Medical students who learn with and from people who come from different cultures and backgrounds make better doctors, Churchwell said.
They will be better able to relate to and communicate with the increasingly diverse patient population they will encounter.
“We have a holistic admissions process,” Churchwell said. “We look at the whole portfolio. But once students get here, we have to create a climate and environment that’s supportive and nurturing. That’s the hard work of diversity and inclusion. That has to be sustained.”
Sealy said her program increases diversity in part through a holistic admissions process that emphasizes applicants’ letters of recommendations, how much research experience they’ve had, and how well they do in interviews over their grade point averages and Graduate Record Exam (GRE) scores.

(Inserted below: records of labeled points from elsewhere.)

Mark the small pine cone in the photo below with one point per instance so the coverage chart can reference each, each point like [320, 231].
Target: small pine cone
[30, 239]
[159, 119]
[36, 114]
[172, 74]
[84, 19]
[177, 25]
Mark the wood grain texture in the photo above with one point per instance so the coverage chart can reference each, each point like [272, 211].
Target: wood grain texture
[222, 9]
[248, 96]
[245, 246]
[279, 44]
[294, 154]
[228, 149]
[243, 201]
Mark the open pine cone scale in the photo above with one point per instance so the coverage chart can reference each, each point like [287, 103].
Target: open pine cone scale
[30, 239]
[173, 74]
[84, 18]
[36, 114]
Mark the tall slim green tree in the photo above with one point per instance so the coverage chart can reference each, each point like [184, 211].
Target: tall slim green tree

“In the last five years, we’ve essentially doubled the number of Ph.D.s awarded to under-represented students,” she said. “Basically what we are doing is we are selecting our trainees based on the attributes that we know are most predictive of success in graduate school and in research careers.”
Early pipeline programs — partnering with public schools, for example — also are important, Churchwell said.
“Many will say the greatest threat to America’s security is the lack of commitment to building public education and investing in our inner-city schools,” he said. “If you’re not investing in the community, in the educational process, you’re not going to help solve this problem.”